Öte yandan her üç ülke lideri de Suriye’nin toprak bütünlüğüne vurgu yaptılar. Bunun anlamı, ABD merkezli olarak Suriye’yi bölme projesine karşı ortaklaşa bir karar alındığıdır. Eğer Rusya, ABD ile farklı bir zeminde ve Astana Süreci dışında anlaşma yapmazsa, Ruhani’nin altını çizdiği gibi ‘Suriye’nin geleceğini başka mahfiller değil, Suriyeliler tayin edecektir!’ Tabii ki ‘Esad’lı mı, Esad’sız mı?’ konusunda Türkiye’nin itiraz kaydı açık kalmak suretiyle…
ABD Başkanı Trump, Suriye’de kalmak için masrafları Suudi Arabistan ve Körfez Ülkelerine yıkmaya çalışırken, Türkiye-Rusya-İran üçlüsü daha farklı yaklaşmaktadır. Özellikle de Türkiye Suriye konusunda, Suriyeli sığınmacıların geleceği açısından projeler üreterek pozitif bir yaklaşım sergilemektedir. Ancak Suriye sınırının Suriye tarafında sığınmacılar için konut yapma teklifi ilk bakışta pozitif görünmekle birlikte, masraflarını kimin karşılayacağı sorusunun cevabı belli değildir. Projeye yabancı kaynak bulunursa Türkiye’nin çıkarınadır.
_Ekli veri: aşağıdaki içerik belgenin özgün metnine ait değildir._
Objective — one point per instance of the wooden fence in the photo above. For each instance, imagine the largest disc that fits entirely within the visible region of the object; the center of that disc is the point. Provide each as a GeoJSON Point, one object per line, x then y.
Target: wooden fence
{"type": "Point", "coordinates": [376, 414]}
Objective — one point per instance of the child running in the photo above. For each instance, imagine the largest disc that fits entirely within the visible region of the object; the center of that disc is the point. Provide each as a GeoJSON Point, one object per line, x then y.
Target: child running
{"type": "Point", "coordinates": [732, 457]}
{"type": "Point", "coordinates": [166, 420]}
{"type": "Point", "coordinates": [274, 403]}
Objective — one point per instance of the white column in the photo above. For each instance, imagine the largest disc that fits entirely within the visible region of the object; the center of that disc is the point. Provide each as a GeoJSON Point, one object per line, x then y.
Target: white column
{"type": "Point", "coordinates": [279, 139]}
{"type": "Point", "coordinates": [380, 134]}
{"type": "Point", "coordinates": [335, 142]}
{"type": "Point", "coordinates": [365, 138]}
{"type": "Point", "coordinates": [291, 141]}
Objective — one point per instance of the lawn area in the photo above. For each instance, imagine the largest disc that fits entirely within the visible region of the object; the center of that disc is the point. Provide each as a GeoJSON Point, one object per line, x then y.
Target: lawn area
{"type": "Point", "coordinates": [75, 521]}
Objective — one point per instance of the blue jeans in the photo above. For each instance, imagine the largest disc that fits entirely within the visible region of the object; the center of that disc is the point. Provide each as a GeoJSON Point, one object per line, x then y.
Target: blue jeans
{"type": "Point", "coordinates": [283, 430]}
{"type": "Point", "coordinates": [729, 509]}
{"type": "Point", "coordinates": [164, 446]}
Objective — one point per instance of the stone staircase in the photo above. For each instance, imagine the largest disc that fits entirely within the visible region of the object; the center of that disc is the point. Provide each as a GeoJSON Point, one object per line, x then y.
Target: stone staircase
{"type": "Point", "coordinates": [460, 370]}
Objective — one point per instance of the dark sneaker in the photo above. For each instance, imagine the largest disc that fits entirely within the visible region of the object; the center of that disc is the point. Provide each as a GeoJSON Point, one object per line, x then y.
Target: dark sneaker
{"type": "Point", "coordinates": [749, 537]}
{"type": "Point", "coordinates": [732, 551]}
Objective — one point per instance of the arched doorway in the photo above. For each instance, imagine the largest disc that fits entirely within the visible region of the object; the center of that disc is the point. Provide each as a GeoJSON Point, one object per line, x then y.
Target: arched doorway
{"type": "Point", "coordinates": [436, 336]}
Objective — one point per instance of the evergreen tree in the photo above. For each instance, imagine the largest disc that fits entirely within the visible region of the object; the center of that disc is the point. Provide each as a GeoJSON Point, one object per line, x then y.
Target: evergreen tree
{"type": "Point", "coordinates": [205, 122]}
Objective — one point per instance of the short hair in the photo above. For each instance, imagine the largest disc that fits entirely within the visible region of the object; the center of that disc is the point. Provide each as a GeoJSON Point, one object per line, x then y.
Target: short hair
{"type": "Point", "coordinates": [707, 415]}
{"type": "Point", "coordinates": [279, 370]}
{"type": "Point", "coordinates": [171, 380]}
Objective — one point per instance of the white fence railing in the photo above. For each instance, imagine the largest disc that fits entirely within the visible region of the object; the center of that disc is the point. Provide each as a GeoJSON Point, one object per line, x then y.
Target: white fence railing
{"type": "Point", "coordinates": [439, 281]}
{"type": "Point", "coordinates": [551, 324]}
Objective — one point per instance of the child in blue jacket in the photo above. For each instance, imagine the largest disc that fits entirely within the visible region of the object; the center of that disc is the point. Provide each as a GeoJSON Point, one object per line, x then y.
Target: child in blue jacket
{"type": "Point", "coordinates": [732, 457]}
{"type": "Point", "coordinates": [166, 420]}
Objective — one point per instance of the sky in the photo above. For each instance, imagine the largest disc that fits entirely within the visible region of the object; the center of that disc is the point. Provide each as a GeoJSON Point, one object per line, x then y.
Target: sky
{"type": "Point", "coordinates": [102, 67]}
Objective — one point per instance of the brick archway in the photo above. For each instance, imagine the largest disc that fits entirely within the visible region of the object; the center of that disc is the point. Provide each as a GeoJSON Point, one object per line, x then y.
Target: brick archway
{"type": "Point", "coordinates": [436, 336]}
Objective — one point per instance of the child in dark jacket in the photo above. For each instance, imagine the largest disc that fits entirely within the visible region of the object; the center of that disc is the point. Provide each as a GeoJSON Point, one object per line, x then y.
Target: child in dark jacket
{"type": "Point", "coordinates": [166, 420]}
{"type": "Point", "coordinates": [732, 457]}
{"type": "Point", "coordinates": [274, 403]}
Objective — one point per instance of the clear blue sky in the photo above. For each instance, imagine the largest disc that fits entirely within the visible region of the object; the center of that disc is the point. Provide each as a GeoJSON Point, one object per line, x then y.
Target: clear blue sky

3’lü zirvenin pek çok yararı yanında Türkiye-İran arasında 2010 yılındaki gibi yakınlaşma ve karşılıklı güven tazeleme konusunda yeni beyaz sayfa açılabileceğinin görünmesi de önemlidir. Çünkü Mayıs 2010’da Brezilya ile birlikte imzalanan ‘Uranyum Takas Anlaşması’ ile tavan yapan Türkiye-İran yakınlaşması, anlaşmanın BM tarafından reddi ile çökmüştü.
Ama asıl önemli gelişme Türkiye-Rusya ilişkilerindedir. Rusya, tam da İngiltere ile ‘Casus krizi’ yaşandığı, ABD dâhil pek çok NATO ve Batılı ülkelerce hedefe alındığı bir dönemde bu zirve ile zafer naraları atar gibiydi. Hele de Türkiye gibi bir NATO üyesini yanına alarak…
Rusya, S-400 hava savunma füzelerini geri dönüşü olmayan bir anlaşmayla Türkiye’ye satarak, NATO’ya karşı Türkiye üzerinden ilerleyişini bu zirveyle katlamıştır. Ama gene de en önemli atılım nükleer santrallar konusundadır.
Nükleer santraldan elde edilecek elektrik enerjisinin bir hayli yüksek maliyetli olduğu ileri sürülüyor. Bir zamanlar ‘Mavi Akım’ için de benzer şeyler söylenmişti. Bugün ise akla bile gelmiyor. Hele santraller faaliyete geçip de Türkiye’ye tamamen devredildikten sonra oldukça ucuza gelecektir. Ama asıl önemlisi, Türk bilim adamlarının ve öğrencilerinin, araştırmacılarının bu nükleer santral anlaşmasıyla teknoloji ve bilgiye ulaşımda Batı’dan gördüğü engellere takılmayacak olmasıdır. Bu unutulmaması gereken önemli bir kazançtır!
Son Söz: Türkiye için yapılan gelişmeleri ara sıra da olsa pozitif açıdan da görmeye çalışalım! Burada ‘NATO’dan çıkalım!’ demiyorum. Ama Türkiye, dış ilişkilerini kendi düzenlemelidir!